Saraceni laid down his brush and applauded gently. “Now that is what I have been hoping to hear for quite a while. Some show of spirit. Some real artist’s self-esteem. Have you read and reread Vasari’s Lives of the Painters as I told you?”
“You know I have.”
“Yes, but attentively? If so, you must have been struck by the spirit of those men. Lions, all the best of them, even the gentle Raphael. They may have doubted their own work at bad moments, but they did not allow anyone else to do so. If a patron doubted, they changed patrons, because they knew they had something wholly beyond anybody’s power to command—a strong individual talent. You have been hinting and maneuvering to get me to say that Drollig Hansel is a fine painting. And I have. After all, you have been drawing and painting for—what—nineteen years? You have had good masters. Drollig Hansel will do, for the present. It’s a pretty good painting. It shows that you, nipped by the frosty weather of your homeland, and stifled by the ingenious logic-chopping of Oxford, have at last begun to know yourself and respect what you know. Well—there have been late bloomers before you. But if you think you have learned all I can teach you, think again. Technique—yes, you have a measure of that. The inner conviction—not yet. But now you are in a frame of mind where we can begin on that paramount necessity.”
This sounded promising, but Francis had learned to mistrust Saraceni’s promises; the Italian not only reproduced faithfully the painting technique of an earlier day, but also the harsh, unappeasable spirit of a Renaissance master toward his apprentice. What new trial could he possibly devise?
“What do you see here?” The Meister stood ten feet away from Francis and unrolled a piece of paper, obviously old.
“It seems to be a careful pen drawing of the head of Christ on the Cross.”
“Yes. Now come nearer. You see how it is done? It is calligraphy. A picture rendered in exquisite, tiny Gothic script in such a way that it depicts Christ’s agony, while writing out every word—and not one word more—of Christ’s Passion as it is recorded in the Gospel of St. John, chapters seventeen to nineteen. What do you think of it?”

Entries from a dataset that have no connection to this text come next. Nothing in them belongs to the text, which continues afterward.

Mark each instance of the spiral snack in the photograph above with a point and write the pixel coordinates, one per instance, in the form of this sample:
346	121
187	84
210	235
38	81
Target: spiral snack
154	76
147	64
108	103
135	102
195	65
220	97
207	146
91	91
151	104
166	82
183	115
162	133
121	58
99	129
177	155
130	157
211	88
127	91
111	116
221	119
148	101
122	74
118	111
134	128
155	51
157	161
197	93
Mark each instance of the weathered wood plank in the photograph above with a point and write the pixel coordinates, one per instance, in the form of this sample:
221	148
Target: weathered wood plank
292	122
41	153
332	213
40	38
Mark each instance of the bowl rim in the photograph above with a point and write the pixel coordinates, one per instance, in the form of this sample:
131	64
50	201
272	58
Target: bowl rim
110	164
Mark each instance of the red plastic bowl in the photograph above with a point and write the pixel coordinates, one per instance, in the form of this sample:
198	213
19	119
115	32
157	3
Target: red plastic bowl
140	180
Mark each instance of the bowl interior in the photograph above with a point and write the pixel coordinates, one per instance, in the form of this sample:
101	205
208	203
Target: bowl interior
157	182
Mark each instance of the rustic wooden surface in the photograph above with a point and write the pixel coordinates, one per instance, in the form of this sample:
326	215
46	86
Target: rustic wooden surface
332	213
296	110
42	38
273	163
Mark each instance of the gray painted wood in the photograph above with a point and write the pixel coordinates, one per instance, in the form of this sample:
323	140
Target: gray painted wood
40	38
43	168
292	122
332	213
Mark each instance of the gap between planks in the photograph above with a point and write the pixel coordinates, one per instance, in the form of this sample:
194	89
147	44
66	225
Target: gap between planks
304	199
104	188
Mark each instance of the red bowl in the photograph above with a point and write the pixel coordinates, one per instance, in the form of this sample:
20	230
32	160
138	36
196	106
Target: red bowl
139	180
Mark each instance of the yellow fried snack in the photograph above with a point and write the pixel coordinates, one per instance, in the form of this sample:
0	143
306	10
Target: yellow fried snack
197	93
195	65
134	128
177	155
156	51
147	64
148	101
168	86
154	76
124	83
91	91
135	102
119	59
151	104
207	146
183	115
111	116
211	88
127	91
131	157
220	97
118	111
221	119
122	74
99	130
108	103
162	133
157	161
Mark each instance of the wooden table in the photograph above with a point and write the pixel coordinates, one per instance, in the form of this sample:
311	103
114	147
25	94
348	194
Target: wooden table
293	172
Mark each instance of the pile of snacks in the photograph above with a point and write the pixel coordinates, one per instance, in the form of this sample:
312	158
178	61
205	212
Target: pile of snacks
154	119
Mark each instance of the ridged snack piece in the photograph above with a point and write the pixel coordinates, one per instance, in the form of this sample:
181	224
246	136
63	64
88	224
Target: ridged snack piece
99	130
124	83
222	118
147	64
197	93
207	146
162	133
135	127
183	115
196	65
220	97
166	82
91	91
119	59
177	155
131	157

“An interesting curiosity.”
“A work of art, of craft, of devotion. Done, I suppose, by some seventeenth-century chaplain, or tutor to the Ingelheim family. Take it, and study it closely. Then I want you to do something in the same manner, but your text shall be the Nativity of Our Lord, as recorded in Luke’s Gospel, chapter one, and chapter two up to verse thirty-two. I want a Nativity in calligraphy, and I make only one concession to your weakness: you may do it in Italic, rather than Gothic. So sharpen your quills, boil yourself some ink of soot and oak-galls, and go to work.”